His actions echo the colonial rulers who once governed Lagos – officials who regularly evicted local people to create segregated European quarters.

It may no longer be about race, but class now plays the same brutal role in post-colonial Lagos.

To this day, neither the governor nor his administration has explained where the displaced families are supposed to go, how they will replace lost incomes, or how their children will continue their education.

What if these children were his own?

A Personal Memory
I visited Makoko with a friend not long ago for a photo shoot.

We wanted to understand how life worked in this vibrant, forgotten community.

We met resilient people making the best of difficult circumstances and made friends.

We saw creativity and community spirit that most of Lagos does not experience.

Now, knowing that those scenes exist only on my hard drive leaves me deeply sad.

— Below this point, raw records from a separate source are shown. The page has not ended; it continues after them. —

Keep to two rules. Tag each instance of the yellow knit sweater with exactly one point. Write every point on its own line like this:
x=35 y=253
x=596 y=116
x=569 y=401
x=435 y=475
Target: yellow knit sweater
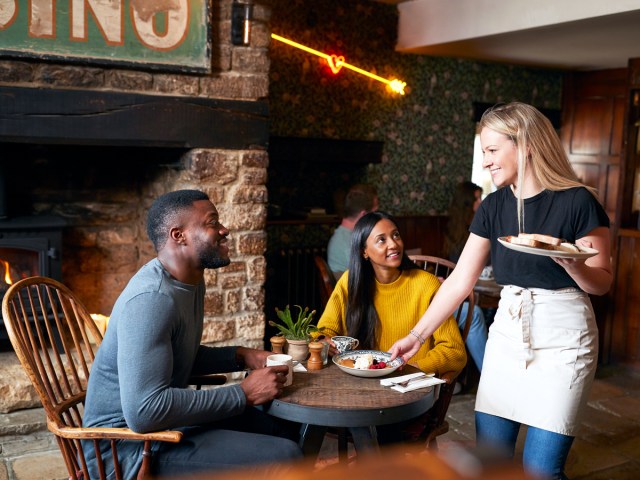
x=400 y=305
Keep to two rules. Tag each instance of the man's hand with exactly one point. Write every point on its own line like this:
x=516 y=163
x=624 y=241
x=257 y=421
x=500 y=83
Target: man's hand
x=264 y=384
x=253 y=359
x=406 y=347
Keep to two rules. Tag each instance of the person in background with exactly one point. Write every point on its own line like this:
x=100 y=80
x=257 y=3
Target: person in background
x=382 y=295
x=464 y=204
x=360 y=199
x=542 y=351
x=141 y=371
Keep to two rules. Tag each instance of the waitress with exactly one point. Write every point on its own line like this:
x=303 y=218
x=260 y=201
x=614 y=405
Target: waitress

That living, breathing community has been erased.

The Pattern of Anti-Poor Urbanism
What happened to Makoko is textbook anti-poor urbanism: clear away low-income settlements, fill the land with sand, then sell or develop it for elite housing and commercial projects.

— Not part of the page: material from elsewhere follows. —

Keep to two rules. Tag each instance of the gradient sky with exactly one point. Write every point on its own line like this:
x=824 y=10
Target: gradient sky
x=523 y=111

The people most harmed by this so-called “urban renewal” are the very citizens the state claims to serve.

Makoko’s fate echoes Maroko, another waterfront community that was cleared in military-style operations near Victoria Island in July 1990.

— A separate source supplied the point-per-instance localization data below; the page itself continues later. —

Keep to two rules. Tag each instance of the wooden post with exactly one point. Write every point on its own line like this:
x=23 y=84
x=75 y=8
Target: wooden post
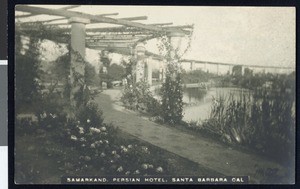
x=78 y=48
x=149 y=71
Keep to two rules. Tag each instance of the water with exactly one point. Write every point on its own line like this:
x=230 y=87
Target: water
x=198 y=102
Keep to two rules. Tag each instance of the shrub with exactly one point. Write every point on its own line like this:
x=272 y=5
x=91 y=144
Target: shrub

That demolition left hundreds of thousands homeless.

I was a young reporter at The Guardian when Maroko was demolished.

I spent weeks covering the aftermath under former military governor Raji Rasaki.

The memory isn’t just history – it’s a warning we failed to heed.

The sweep on Maroko paved the way for expensive developments.

The cleared land became the upscale real estate that now spreads through Oniru Estate, Victoria Island Extension, and Eko Atlantic City.

Studies of Maroko’s eviction show how the poor were displaced to substandard areas while land values skyrocketed.

Private interests profited from the newly “clean” coastline while the displaced struggled to survive.

That legacy raises an urgent question today: who will benefit from Makoko’s cleared lagoon edge?

Will the state protect its people, or will the land be quietly handed to developers and wealthy buyers, repeating the Maroko script?

You can bet on the latter.

The Lagos Government Failed
Lagos is a megacity of contradictions.

It pulses with immense creative energy and opportunity.

Yet its planning and political elite repeatedly choose aesthetics and profit over human dignity.

The demolition of Makoko without immediate, tangible alternatives- without shelter, livelihood restoration, or social services – represents a leadership failure, not merely a planning challenge.

Urban governance that truly respects citizens would look completely different.

It would prioritize phased relocation, not overnight destruction.

It would provide temporary shelters while permanent solutions are developed.

It would offer social protection and livelihood programs.

It would support community-led upgrading instead of wholesale clearance.

These aren’t radical ideas.

They’re the basic responsibilities of government.

The people of Makoko aren’t asking for luxury.

They’re asking for basic humanity.

They want to know where they should go.

They want to know how they’ll feed their families.

They want to know where their children will sleep tonight.

These are questions the Lagos State Government has refused to answer.

A government that treats its poorest citizens as obstacles to be removed rather than people to be protected has failed at its most fundamental duty.

When the state uses force against people seeking shelter, when it tears down homes without offering alternatives, when it responds to protest with tear gas – it has become the oppressor, not the protector.

Makoko deserves better. Lagos deserves better.

The people who have called that waterfront home for generations deserve to be treated with dignity, not cleared away like debris.

Until the government provides real answers and real alternatives, the demolition of Makoko will stand as a shameful reminder of what happens when power prioritizes profit over people.

The question isn’t whether Lagos needs development. It’s whether that development will be for everyone, or only for those who can afford to pay the price.